Security & Compliance

Data Handling — What MonPG Stores

Exactly which data flows to MonPG and how it's stored.

This page exists for the security review your buyer is going to ask you to send us. Most of it is about what we do collect, what we don't, and how it's stored. If you're reading this for compliance reasons, the short version: schema and metric data, not row data; encrypted at rest, isolated per tenant; retention varies by plan.

What we collect

System metrics — TPS, connections, cache hit ratio, disk usage. Just numbers, no row content.

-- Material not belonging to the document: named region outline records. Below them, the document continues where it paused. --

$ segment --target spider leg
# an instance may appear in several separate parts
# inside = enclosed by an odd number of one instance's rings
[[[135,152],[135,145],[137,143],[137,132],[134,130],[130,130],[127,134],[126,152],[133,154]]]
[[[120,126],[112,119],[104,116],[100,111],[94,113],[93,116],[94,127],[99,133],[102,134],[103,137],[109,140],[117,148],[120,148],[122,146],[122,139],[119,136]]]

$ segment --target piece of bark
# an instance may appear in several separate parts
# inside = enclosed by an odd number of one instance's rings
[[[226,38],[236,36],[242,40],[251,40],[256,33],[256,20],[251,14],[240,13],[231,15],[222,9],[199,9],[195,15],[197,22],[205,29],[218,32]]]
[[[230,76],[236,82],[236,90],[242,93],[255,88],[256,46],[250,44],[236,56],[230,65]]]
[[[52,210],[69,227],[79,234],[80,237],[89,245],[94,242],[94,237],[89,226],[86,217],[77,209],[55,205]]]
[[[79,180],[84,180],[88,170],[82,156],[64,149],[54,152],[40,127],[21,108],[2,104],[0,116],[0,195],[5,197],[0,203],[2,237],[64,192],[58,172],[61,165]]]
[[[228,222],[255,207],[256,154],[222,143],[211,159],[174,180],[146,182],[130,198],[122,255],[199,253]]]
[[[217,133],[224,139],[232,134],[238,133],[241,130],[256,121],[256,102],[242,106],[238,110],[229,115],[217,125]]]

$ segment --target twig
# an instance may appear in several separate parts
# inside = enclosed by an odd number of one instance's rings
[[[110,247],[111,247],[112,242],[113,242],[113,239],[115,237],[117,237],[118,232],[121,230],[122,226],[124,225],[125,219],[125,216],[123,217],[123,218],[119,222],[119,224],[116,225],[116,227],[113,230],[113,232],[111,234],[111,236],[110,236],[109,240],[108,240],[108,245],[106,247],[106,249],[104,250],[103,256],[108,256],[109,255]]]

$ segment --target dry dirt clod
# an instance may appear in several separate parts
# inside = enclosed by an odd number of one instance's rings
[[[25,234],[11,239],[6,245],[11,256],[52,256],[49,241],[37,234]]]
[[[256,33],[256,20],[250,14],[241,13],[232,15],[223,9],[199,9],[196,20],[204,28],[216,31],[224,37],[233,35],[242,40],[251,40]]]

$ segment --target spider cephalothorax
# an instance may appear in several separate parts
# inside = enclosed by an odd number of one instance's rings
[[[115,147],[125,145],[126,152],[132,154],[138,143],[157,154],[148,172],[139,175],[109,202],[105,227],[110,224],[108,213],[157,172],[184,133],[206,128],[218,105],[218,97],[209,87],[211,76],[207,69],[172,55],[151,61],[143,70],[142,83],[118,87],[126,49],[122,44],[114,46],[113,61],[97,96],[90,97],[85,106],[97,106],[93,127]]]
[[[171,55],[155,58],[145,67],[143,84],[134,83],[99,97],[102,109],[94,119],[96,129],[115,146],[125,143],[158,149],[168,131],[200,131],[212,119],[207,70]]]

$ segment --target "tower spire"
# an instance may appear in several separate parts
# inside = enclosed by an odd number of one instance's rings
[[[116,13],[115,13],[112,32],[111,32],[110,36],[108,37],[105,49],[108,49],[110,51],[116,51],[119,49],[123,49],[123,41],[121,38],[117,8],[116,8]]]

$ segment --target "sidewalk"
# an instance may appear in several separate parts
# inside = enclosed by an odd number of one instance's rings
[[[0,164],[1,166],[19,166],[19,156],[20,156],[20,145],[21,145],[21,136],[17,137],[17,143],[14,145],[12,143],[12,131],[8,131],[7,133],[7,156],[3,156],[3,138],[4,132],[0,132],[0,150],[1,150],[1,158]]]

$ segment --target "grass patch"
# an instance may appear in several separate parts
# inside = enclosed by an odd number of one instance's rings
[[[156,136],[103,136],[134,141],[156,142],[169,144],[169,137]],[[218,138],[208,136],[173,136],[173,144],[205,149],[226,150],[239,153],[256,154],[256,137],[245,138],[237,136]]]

Query fingerprints, which is normalized SQL with the constants stripped out: SELECT * FROM users WHERE id = ? with the actual ID replaced by a placeholder. We never see the literal value. Query plans, but only if you've enabled auto_explain; plans contain table and index names but PostgreSQL's EXPLAIN doesn't leak row data, that's a property of the plan format itself. Schema metadata: table names, column names, index names, sizes, estimated row counts. And log entries, but only if you've configured log collection — and what's in those logs depends entirely on your log_statement / log_min_duration config; if you log query bind values, we store what you logged.

What we don't

Row data from your tables. We never run SELECT *; the role we provision can read system catalogs and stats views, not your application tables. Backup contents — we don't read those at all. Application connection passwords — we use a dedicated monpg_monitor role we created, your app's credentials are never in our path.

Where it's stored

Operational data (your servers, users, alert rules) goes to PostgreSQL on Azure with encryption at rest via Azure Storage Service Encryption. Time-series data (metrics, snapshots, query stats) goes to ClickHouse on Azure, also encrypted at rest, with column-store compression and partition-level retention. Log entries also live in ClickHouse with compression. Customer DB credentials in hosted mode are wrapped with Azure Key Vault and only the ciphertext sits in our PostgreSQL — only the hosted-fleet collector role can unwrap them.

Tenant isolation

Every row in every table carries an organization_id. PostgreSQL Row-Level Security policies enforce isolation at the database layer; ClickHouse Row Policies enforce the same on the analytical store. Two safety nets — even a bug in application code can't cross-tenant leak, because the database itself refuses to return rows the active session isn't scoped to. We test this with a deny-all default and explicit per-tenant grants, not the other way around.

Retention

Free 7 days, Pro 30 days, Business 90 days, Enterprise custom. After retention, time-series rows drop off via ClickHouse TTL. Operational data (server configs, alert rules) is kept indefinitely until you delete the org. If you want operational data deleted while keeping the org alive, the API supports per-server delete + a cool-off window before purge.